Dématérialiser le processus et la chaîne logistique.
Les sociétés MGI, BuyCo et KeeeX* ont testé avec succès, au cours du 1er semestre de l’année 2019, la dématérialisation de processus export complets entre Lyon et le Grand Port Maritime de Marseille, axe logistique majeur pour la France. La technologie blockchain utilisée, intitulée KeeeX Stories, permet de consigner les séquences authentifiées et vérifiables de l’ensemble de la chaîne logistique pour le transport de conteneurs sur l’axe Rhône-Saône-Méditerranée (événements et documents produits et consommés par les parties). Les tests réalisés l’ont été notamment grâce à la participation des sociétés KemOne, Alteo et Transcausse, et à celle des sociétés de transport routier et fluvial impliquées.
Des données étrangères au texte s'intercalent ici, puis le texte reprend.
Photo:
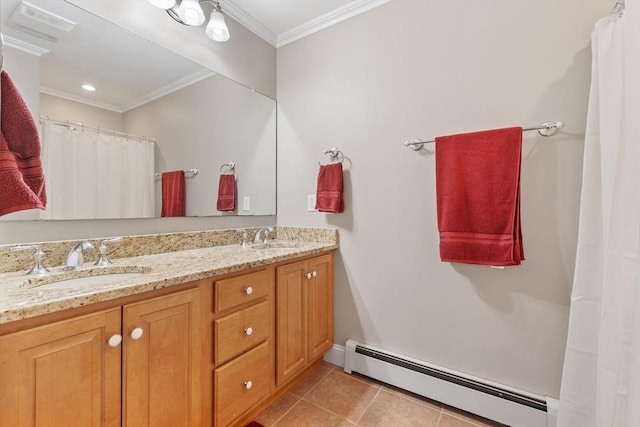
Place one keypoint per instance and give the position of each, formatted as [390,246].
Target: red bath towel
[330,191]
[226,193]
[478,197]
[21,177]
[174,194]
Améliorer la traçabilité et mesurer l’empreinte écologique.
Le dispositif permet le partage anticipé de documents, de photographies authentifiées, d’événements caractéristiques et d’informations prévisionnelles (sur le chargement des conteneurs, leur poids, leur origine et leur destination…), ce qui permet d’optimiser le processus logistique dans son ensemble, de fournir de nouveaux services et d’anticiper sur des besoins de traçabilité en constante évolution. Par exemple, la solution permet l’exploitation de données provenant des navires (mesures de pollution ou CO2, certificats…) et la continuité avec des besoins de traçabilité pour la logistique urbaine du dernier kilomètre et la mobilité urbaine.

Partager une plateforme de transport multimodal.
Les informations traitées lors des tests dépassent le strict cadre des informations actuellement échangées (dans des conditions parfois non optimales) dans la même situation. La mise à disposition d’une application mobile permettant le flashage de QRCodes, la reconnaissance de caractères, la saisie facile de texte et de dates ouvre des possibilités de nouvelles sources de valeur (pour les chargeurs, les commissionnaires de transport, les transporteurs routiers assurant le pré et le post acheminement, les transporteurs fluviaux ou ferroviaires ainsi que pour l’administration des douanes). La création de données systématiquement authentifiées, datées et vérifiables permet d’engager les participants sans inquiétude dans un processus numérique. Cela engendre donc des gains importants pour l’ensemble des acteurs de la chaîne logistique, et permet d’envisager un passage à l’échelle maitrisé.

Démontrer l’excellence française en innovation portuaire.
Ce projet pilote a été financé par la Banque des Territoires (Groupe Caisse des Dépôts), VNF (Voies Navigables de France), CNR (Compagnie Nationale du Rhône), et le GPMM (Grand Port Maritime de Marseille) qui en a par ailleurs assuré la coordination de sa faisabilité. Ce projet a été référencé par Le French Smart Port in Med, démarche de déploiement de l’écosystème d’innovation portuaire copilotée par le Port de Marseille Fos, la Chambre de Commerce et d’Industrie Marseille Provence et Aix-Marseille Université.

* La réalisation de l’expérimentation a été confiée à trois entreprises marseillaises spécialisées dans les domaines de la logistique, des solutions numériques au service de la chaîne de transport et de la technologie Blockchain :

Marseille Gyptis International (MGI), éditeur de logiciels spécialisés dans le suivi de marchandises dans les ports maritimes et les aéroports, apporte ses connaissances sur la collaboration portuaire. Avec leur vision « Connecter les supply chains à travers un système intelligent permettant la visibilité et la fluidité door-to-door de la marchandise », MGI est leader du développement du Cargo Intelligent System (CIS)Ci5.

BuyCo, plateforme collaborative pour les importateurs et exportateurs, simplifie les processus opérationnels du transport en conteneur ;

KeeeX propose l’utilisation de la blockchain et l’ajout à un fichier des métadonnées de confiance et d’exploitation pour créer des originaux numériques et des séquences inviolables de documents, événements et données ainsi « augmentés » et protégés.